De Proprietatibus Elementorum (English: On the Properties of the Elements) is a Medieval Arabic treatise on geology. It is also known as De Causis Proprietatum Elementorum, De Proprietatibus Elementorum et Planetarum or simply De Elementis. It was probably written in the ninth or tenth century. The author of the work claimed to be Aristotle, but eventually it was determined that it was an original work by an Arab author. Consequently, the work is now attributed to a Pseudo-Aristotle.

== History ==
The work did not have a lasting impact on science in the medieval Islamic world, but it became important in Europe after it was translated to Latin by Gerard of Cremona in the twelfth century. By the thirteenth century, it had become one of the three main sources for medieval knowledge on geology, together with Aristotle's Meteorology and Avicenna's De Mineralibus. These three treatises were an important influence on the study of geology by Albertus Magnus. When scholars started to recognize during the Renaissance that De Proprietatibus Elementorum was not written by Aristotle, it was removed from the academic curriculum.

== Content ==
In his work Meteorology, Aristotle explained that the earth as an element was cold and dry. He did not cover phenomena related to terrestrial heat. De Proprietatibus Elementorum filled this lacuna with its inquiry on volcanoes and hot springs. According to the work large quantities of sulfur in the interior of a mountain caused volcanic eruptions. Winds and waters present at the foot of the mountain could set fire to this sulfur, particularly in the case of Mount Etna.

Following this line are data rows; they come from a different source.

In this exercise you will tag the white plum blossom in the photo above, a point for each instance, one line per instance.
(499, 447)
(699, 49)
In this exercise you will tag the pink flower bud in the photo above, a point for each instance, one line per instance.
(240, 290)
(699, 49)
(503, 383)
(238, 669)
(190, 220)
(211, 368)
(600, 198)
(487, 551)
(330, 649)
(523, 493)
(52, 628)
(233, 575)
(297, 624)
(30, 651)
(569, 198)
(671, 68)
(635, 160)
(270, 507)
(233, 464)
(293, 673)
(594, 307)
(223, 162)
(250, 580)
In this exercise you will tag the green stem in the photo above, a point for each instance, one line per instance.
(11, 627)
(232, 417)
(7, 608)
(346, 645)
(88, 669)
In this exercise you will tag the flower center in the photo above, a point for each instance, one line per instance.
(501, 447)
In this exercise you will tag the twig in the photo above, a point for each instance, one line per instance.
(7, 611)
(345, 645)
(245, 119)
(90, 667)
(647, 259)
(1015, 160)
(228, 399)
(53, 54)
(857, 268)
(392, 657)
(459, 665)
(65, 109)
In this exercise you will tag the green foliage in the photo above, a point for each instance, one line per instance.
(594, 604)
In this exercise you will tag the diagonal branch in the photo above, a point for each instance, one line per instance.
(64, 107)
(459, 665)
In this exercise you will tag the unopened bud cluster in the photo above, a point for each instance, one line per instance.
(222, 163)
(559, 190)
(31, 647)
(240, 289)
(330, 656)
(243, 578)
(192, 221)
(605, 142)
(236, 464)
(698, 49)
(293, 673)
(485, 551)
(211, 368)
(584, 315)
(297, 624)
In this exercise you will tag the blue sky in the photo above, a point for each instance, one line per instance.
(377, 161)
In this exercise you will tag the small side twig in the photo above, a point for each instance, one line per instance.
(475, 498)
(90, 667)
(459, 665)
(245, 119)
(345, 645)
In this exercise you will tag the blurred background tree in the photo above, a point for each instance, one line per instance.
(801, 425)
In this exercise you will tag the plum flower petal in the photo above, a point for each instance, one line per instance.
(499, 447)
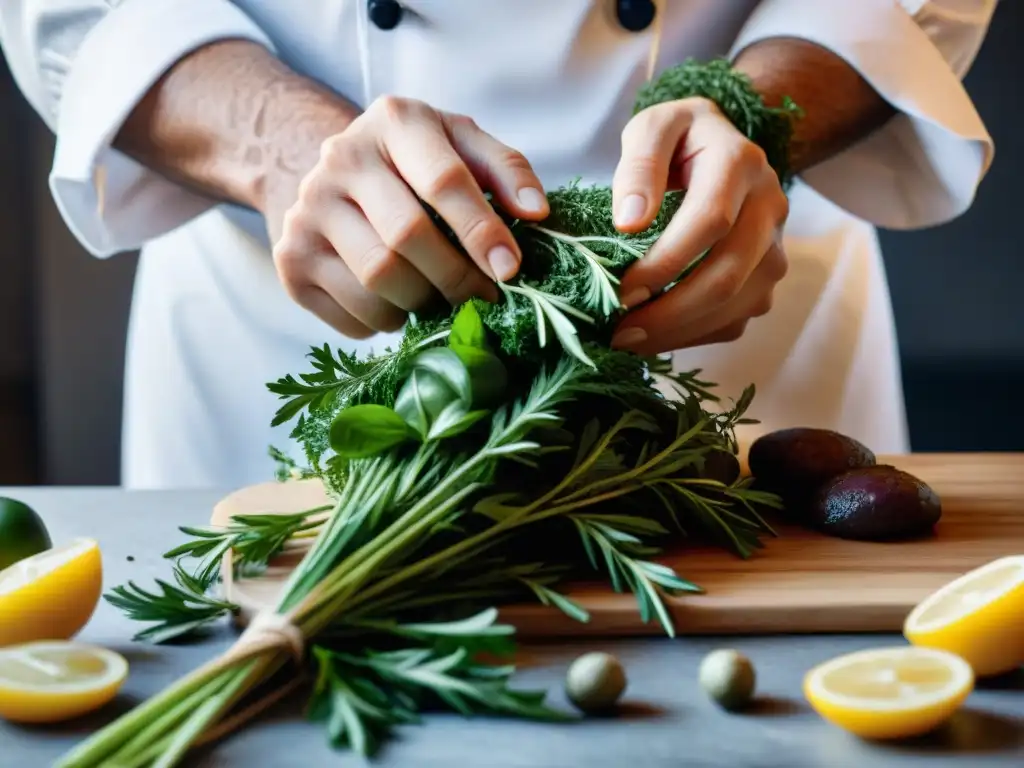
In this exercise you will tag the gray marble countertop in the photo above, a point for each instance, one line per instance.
(666, 721)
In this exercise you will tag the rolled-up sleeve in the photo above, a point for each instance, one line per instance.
(83, 65)
(924, 166)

Its explanation of hot springs seems to have been taken by an unknown work from Theophrastus. Theophrastus or the pseudo-Aristotle first dismisses several explanations provided by Democritus, Mileus and Rentifolus, the latter two possibly Thales and Xenophanes. The opinion of the author follows, that water gets heated by beds of sulfur before it emerges on the surface. Naphtha is associated with this process, because together with sulfur it forms a kind of burner to transport fuel to the fire.